Fair trial in sedition cases a misnomer, say lawyers
(TMI) – For sedition, the act alone is sufficient and intention is irrelevant
Sedition law creates an uneven playing field as the courts’ narrow interpretation of the law almost always favoured the prosecution, lawyers say.
They expressed alarm by the lower standard of proof required in sedition cases, and over judges accepting submissions by the prosecution before imposing jail terms, even on first offenders.
As such, the lawyers told The Malaysian Insider that it was imperative that judges interpret federal laws like the Sedition Act with the Federal Constitution, in particular Article 10, which guarantees freedom of speech and expression.

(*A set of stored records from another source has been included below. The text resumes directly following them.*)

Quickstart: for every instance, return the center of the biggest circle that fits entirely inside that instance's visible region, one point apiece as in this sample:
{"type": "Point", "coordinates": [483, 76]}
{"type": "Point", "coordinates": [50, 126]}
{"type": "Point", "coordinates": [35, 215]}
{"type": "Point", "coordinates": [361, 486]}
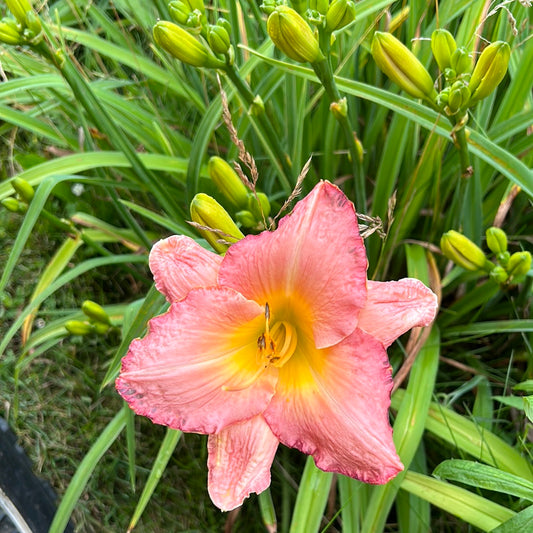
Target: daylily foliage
{"type": "Point", "coordinates": [282, 340]}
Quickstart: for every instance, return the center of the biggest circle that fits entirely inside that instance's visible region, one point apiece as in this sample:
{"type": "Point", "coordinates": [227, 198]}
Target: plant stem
{"type": "Point", "coordinates": [324, 72]}
{"type": "Point", "coordinates": [282, 158]}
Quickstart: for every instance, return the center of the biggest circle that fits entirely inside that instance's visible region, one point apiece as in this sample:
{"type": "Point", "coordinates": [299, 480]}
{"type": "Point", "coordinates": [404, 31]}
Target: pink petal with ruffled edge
{"type": "Point", "coordinates": [394, 307]}
{"type": "Point", "coordinates": [177, 374]}
{"type": "Point", "coordinates": [314, 262]}
{"type": "Point", "coordinates": [179, 264]}
{"type": "Point", "coordinates": [333, 404]}
{"type": "Point", "coordinates": [239, 462]}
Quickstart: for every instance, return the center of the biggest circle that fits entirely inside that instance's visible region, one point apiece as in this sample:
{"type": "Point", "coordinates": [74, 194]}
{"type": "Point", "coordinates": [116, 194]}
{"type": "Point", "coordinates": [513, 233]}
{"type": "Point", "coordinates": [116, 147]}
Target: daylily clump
{"type": "Point", "coordinates": [281, 340]}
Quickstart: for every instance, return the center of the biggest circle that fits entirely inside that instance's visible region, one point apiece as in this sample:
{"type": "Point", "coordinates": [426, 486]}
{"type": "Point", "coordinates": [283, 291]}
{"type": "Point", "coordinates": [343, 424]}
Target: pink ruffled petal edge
{"type": "Point", "coordinates": [179, 264]}
{"type": "Point", "coordinates": [337, 409]}
{"type": "Point", "coordinates": [394, 307]}
{"type": "Point", "coordinates": [315, 259]}
{"type": "Point", "coordinates": [196, 368]}
{"type": "Point", "coordinates": [240, 457]}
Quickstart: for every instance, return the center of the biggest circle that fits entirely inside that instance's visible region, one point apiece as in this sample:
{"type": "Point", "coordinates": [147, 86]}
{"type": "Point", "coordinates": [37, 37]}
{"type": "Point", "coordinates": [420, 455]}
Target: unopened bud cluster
{"type": "Point", "coordinates": [97, 321]}
{"type": "Point", "coordinates": [191, 39]}
{"type": "Point", "coordinates": [24, 28]}
{"type": "Point", "coordinates": [508, 269]}
{"type": "Point", "coordinates": [463, 88]}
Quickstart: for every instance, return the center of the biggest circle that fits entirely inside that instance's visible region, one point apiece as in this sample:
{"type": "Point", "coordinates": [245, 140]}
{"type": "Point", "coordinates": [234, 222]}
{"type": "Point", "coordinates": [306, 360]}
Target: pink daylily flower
{"type": "Point", "coordinates": [281, 340]}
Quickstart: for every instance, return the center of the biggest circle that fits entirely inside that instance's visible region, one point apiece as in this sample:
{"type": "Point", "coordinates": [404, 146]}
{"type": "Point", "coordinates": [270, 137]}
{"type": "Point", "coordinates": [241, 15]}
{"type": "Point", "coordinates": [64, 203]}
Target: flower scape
{"type": "Point", "coordinates": [282, 340]}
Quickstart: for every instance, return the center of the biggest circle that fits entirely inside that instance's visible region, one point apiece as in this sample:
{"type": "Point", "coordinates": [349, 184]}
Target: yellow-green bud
{"type": "Point", "coordinates": [461, 62]}
{"type": "Point", "coordinates": [293, 36]}
{"type": "Point", "coordinates": [19, 8]}
{"type": "Point", "coordinates": [499, 275]}
{"type": "Point", "coordinates": [12, 204]}
{"type": "Point", "coordinates": [519, 265]}
{"type": "Point", "coordinates": [463, 252]}
{"type": "Point", "coordinates": [246, 219]}
{"type": "Point", "coordinates": [9, 32]}
{"type": "Point", "coordinates": [340, 14]}
{"type": "Point", "coordinates": [496, 240]}
{"type": "Point", "coordinates": [218, 39]}
{"type": "Point", "coordinates": [228, 182]}
{"type": "Point", "coordinates": [489, 71]}
{"type": "Point", "coordinates": [78, 327]}
{"type": "Point", "coordinates": [183, 46]}
{"type": "Point", "coordinates": [443, 45]}
{"type": "Point", "coordinates": [259, 205]}
{"type": "Point", "coordinates": [23, 189]}
{"type": "Point", "coordinates": [95, 312]}
{"type": "Point", "coordinates": [402, 66]}
{"type": "Point", "coordinates": [458, 97]}
{"type": "Point", "coordinates": [214, 223]}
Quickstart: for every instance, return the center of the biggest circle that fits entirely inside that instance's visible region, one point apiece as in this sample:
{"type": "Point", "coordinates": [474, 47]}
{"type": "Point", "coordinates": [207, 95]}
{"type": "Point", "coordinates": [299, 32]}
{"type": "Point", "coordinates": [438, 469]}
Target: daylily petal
{"type": "Point", "coordinates": [315, 262]}
{"type": "Point", "coordinates": [196, 369]}
{"type": "Point", "coordinates": [179, 264]}
{"type": "Point", "coordinates": [239, 462]}
{"type": "Point", "coordinates": [394, 307]}
{"type": "Point", "coordinates": [333, 404]}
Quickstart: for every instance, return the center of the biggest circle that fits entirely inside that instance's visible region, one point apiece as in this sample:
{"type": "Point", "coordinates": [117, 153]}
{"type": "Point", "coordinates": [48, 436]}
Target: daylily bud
{"type": "Point", "coordinates": [9, 32]}
{"type": "Point", "coordinates": [228, 182]}
{"type": "Point", "coordinates": [320, 6]}
{"type": "Point", "coordinates": [402, 66]}
{"type": "Point", "coordinates": [499, 275]}
{"type": "Point", "coordinates": [443, 45]}
{"type": "Point", "coordinates": [496, 240]}
{"type": "Point", "coordinates": [95, 312]}
{"type": "Point", "coordinates": [463, 252]}
{"type": "Point", "coordinates": [218, 39]}
{"type": "Point", "coordinates": [19, 8]}
{"type": "Point", "coordinates": [458, 97]}
{"type": "Point", "coordinates": [182, 45]}
{"type": "Point", "coordinates": [23, 189]}
{"type": "Point", "coordinates": [340, 14]}
{"type": "Point", "coordinates": [78, 327]}
{"type": "Point", "coordinates": [489, 71]}
{"type": "Point", "coordinates": [519, 265]}
{"type": "Point", "coordinates": [13, 205]}
{"type": "Point", "coordinates": [259, 205]}
{"type": "Point", "coordinates": [210, 215]}
{"type": "Point", "coordinates": [461, 62]}
{"type": "Point", "coordinates": [292, 35]}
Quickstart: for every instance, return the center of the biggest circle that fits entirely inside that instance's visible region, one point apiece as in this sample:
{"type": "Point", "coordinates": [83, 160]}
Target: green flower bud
{"type": "Point", "coordinates": [496, 240]}
{"type": "Point", "coordinates": [218, 39]}
{"type": "Point", "coordinates": [228, 182]}
{"type": "Point", "coordinates": [95, 312]}
{"type": "Point", "coordinates": [12, 204]}
{"type": "Point", "coordinates": [340, 14]}
{"type": "Point", "coordinates": [78, 327]}
{"type": "Point", "coordinates": [518, 266]}
{"type": "Point", "coordinates": [9, 32]}
{"type": "Point", "coordinates": [292, 35]}
{"type": "Point", "coordinates": [183, 46]}
{"type": "Point", "coordinates": [259, 205]}
{"type": "Point", "coordinates": [499, 275]}
{"type": "Point", "coordinates": [320, 6]}
{"type": "Point", "coordinates": [402, 66]}
{"type": "Point", "coordinates": [19, 8]}
{"type": "Point", "coordinates": [443, 45]}
{"type": "Point", "coordinates": [214, 223]}
{"type": "Point", "coordinates": [459, 96]}
{"type": "Point", "coordinates": [23, 189]}
{"type": "Point", "coordinates": [245, 219]}
{"type": "Point", "coordinates": [460, 61]}
{"type": "Point", "coordinates": [179, 11]}
{"type": "Point", "coordinates": [489, 71]}
{"type": "Point", "coordinates": [463, 252]}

They noted that an opportunity has been opened following constitutional challenges to the colonial-era law mounted by three people charged with sedition.
Law lecturer Dr Azmi Sharom, Padang Serai MP N. Surendran, and Sri Muda assemblyman Mat Shuhaimi Shafiei have challenged the constitutionality of the Sedition Act, claiming it violates their right to free speech.

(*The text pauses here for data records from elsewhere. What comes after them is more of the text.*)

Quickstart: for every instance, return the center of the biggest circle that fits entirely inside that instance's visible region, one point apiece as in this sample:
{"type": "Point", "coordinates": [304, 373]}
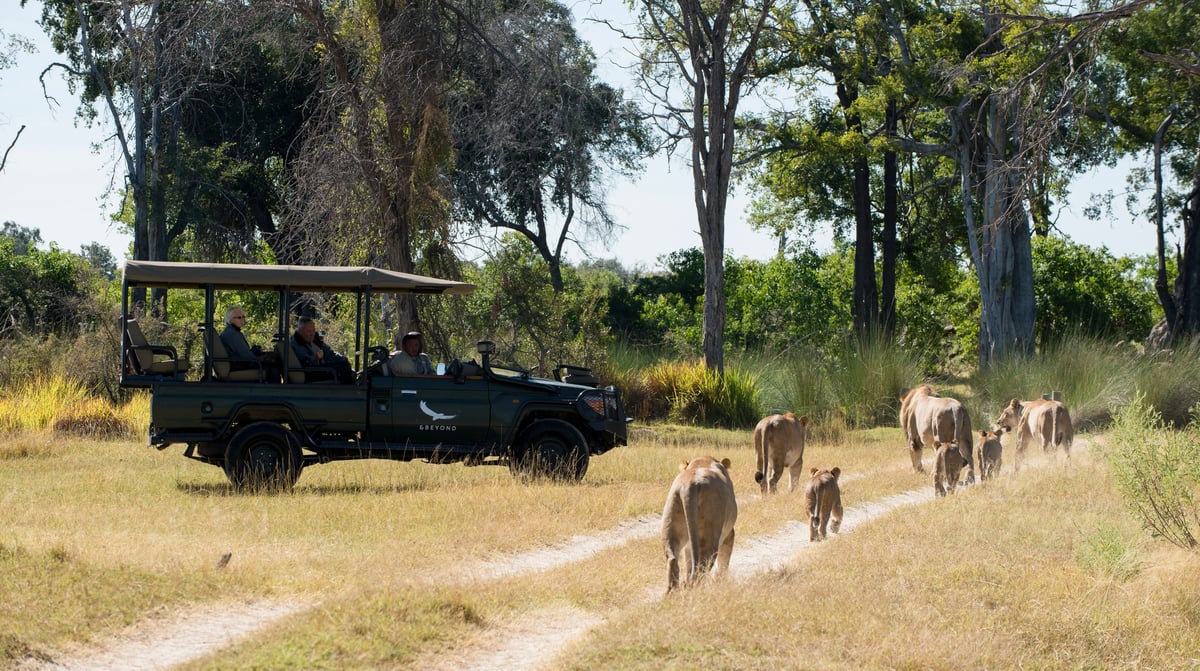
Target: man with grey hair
{"type": "Point", "coordinates": [312, 352]}
{"type": "Point", "coordinates": [411, 359]}
{"type": "Point", "coordinates": [241, 355]}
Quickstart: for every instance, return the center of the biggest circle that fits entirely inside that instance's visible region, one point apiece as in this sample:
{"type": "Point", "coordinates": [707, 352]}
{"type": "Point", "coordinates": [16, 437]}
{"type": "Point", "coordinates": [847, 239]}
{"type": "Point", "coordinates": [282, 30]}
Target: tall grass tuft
{"type": "Point", "coordinates": [1170, 382]}
{"type": "Point", "coordinates": [1093, 378]}
{"type": "Point", "coordinates": [690, 393]}
{"type": "Point", "coordinates": [33, 403]}
{"type": "Point", "coordinates": [93, 418]}
{"type": "Point", "coordinates": [868, 378]}
{"type": "Point", "coordinates": [624, 369]}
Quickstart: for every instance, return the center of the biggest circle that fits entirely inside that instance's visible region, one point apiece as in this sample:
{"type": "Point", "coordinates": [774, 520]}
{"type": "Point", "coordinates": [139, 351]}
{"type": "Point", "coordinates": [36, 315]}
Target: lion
{"type": "Point", "coordinates": [990, 455]}
{"type": "Point", "coordinates": [822, 501]}
{"type": "Point", "coordinates": [928, 418]}
{"type": "Point", "coordinates": [699, 516]}
{"type": "Point", "coordinates": [779, 444]}
{"type": "Point", "coordinates": [1047, 420]}
{"type": "Point", "coordinates": [948, 466]}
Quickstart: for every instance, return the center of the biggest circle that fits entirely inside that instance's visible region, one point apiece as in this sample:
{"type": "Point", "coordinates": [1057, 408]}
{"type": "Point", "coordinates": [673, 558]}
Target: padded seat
{"type": "Point", "coordinates": [149, 359]}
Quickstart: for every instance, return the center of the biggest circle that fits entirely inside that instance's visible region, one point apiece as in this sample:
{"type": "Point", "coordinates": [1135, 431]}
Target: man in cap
{"type": "Point", "coordinates": [411, 359]}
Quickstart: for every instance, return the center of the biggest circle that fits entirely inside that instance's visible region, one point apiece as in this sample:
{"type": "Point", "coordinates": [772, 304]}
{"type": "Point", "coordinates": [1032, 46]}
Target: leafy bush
{"type": "Point", "coordinates": [1157, 471]}
{"type": "Point", "coordinates": [1087, 289]}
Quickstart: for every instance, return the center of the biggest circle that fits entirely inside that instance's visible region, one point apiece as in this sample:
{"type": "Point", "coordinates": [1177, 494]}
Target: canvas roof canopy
{"type": "Point", "coordinates": [297, 277]}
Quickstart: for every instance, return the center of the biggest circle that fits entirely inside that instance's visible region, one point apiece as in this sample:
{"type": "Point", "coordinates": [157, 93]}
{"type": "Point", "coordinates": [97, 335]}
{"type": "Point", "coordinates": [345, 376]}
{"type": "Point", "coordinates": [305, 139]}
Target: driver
{"type": "Point", "coordinates": [411, 359]}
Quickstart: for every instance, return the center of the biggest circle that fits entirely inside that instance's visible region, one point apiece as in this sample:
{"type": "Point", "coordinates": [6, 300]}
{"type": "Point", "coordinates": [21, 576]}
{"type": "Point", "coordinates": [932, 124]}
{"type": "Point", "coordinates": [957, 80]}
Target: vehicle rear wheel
{"type": "Point", "coordinates": [550, 448]}
{"type": "Point", "coordinates": [263, 456]}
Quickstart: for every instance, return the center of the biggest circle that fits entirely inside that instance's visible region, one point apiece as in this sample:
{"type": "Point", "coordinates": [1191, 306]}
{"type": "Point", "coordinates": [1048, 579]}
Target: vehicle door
{"type": "Point", "coordinates": [431, 409]}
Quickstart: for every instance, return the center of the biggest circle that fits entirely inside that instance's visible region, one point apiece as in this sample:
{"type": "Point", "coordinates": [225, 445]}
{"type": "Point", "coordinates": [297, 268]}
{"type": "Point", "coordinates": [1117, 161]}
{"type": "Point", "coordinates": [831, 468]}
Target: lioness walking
{"type": "Point", "coordinates": [697, 520]}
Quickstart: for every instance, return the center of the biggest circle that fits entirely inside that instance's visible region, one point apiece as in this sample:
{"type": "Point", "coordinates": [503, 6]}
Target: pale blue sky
{"type": "Point", "coordinates": [57, 183]}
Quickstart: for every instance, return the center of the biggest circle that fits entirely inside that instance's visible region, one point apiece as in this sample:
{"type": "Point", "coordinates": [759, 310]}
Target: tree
{"type": "Point", "coordinates": [711, 48]}
{"type": "Point", "coordinates": [1147, 102]}
{"type": "Point", "coordinates": [370, 186]}
{"type": "Point", "coordinates": [24, 240]}
{"type": "Point", "coordinates": [10, 46]}
{"type": "Point", "coordinates": [535, 132]}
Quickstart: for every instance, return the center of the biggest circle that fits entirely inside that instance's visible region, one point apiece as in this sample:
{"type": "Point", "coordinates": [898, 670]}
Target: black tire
{"type": "Point", "coordinates": [263, 456]}
{"type": "Point", "coordinates": [552, 449]}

Lawyer Balwant Singh Sidhu said unlike other criminal offences, in which the prosecution must show the act and intention to prove its case, the rule did not apply in sedition cases.
“For sedition, the act alone is sufficient and intention is irrelevant,” he said, adding that prosecutors need not prove there was incitement, or harm caused to a third party.
He said prosecutors only need to show that the accused made statement or remarks with seditious tendency.
Balwant said in the long list of sedition trials in this country, especially after 1970, only lawyer Datuk Param Cumaraswamy was acquitted.